In the Evaluation of Ranolazine in Chronic Angina (ERICA), 565 patients with a documented diagnosis of CAD and angina, despite already taking the maximum labeled dose of amlodipine (10 mg/day) for at least 2 weeks, were randomly assigned to ranolazine, 1,000 mg twice daily, or placebo. Patients could be on a stable dose of long-acting nitrates for at least 2 weeks before entering the study. Forty-five percent of the patients enrolled were taking nitrates at baseline.

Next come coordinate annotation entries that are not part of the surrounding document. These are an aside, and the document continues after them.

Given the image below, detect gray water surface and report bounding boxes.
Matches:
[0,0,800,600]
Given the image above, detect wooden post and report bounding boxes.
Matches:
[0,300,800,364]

Compared with placebo, ranolazine significantly decreased the mean number of anginal episodes per week (P = .028), improved the anginal frequency component of the Seattle Angina Questionnaire (P = .008), and reduced mean weekly nitroglycerin consumption (P = .014).

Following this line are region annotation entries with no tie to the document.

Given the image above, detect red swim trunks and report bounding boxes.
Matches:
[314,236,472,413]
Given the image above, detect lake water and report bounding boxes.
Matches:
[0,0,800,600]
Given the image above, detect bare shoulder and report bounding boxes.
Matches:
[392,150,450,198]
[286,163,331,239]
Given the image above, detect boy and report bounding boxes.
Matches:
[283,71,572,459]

“Ranolazine has a novel pharmacodynamic profile with anti-ischemic properties that do not depend on changes in determinants of myocardial oxygen demand, making it an effective complimentary therapy to existing agents that depend on hemodynamics,” said Dr. Stone, lead investigator of ERICA and codirector of the Samuel A. Levine Cardiac Unit at Brigham and Women’s Hospital in Boston. “It improves the manifestations of ischemia, such as myocardial stiffness and increased wall tension.”

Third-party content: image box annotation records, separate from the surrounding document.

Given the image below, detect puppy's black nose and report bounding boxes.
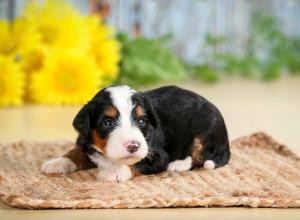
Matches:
[126,141,141,153]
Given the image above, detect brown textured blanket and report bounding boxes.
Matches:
[0,133,300,209]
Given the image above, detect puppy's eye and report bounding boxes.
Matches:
[103,118,115,128]
[137,118,147,128]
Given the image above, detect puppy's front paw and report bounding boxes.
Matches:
[41,157,76,174]
[98,165,132,182]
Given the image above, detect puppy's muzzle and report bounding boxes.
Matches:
[123,140,141,154]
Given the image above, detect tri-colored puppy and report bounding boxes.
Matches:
[42,86,230,182]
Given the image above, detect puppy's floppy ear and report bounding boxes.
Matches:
[142,95,159,128]
[73,104,94,135]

There was a consistent treatment effect of ranolazine across the subgroups analyzed: users versus nonusers of long-acting nitrates, men versus women, and patients aged less than 65 versus those 65 years or older. No clinically significant effect on heart rate or blood pressure was observed in ranolazine recipients.

Study-drug—related adverse events were more common in the ranolazine versus the placebo group (21% versus 6%), but serious adverse events occurred in only 1% of each group, and only 1% of patients in each group withdrew from the study because of adverse events. As a single agent, ranolazine has been shown to be at least as effective as atenolol (Atenolol, Tenormin), 100 mg/day, in reducing the frequency of angina, the time to 1 mm of ST-segment depression, and improving exercise duration, he said.

In a trial known as Combination Assessment of Ranolazine in Stable Angina, ranolazine in combination with routine doses of other antianginal agents (amlodipine, 5 mg; atenolol, 50 mg; and diltiazem [Taztia XT, Tiazac], 180 mg) improved the manifestations of ischemia.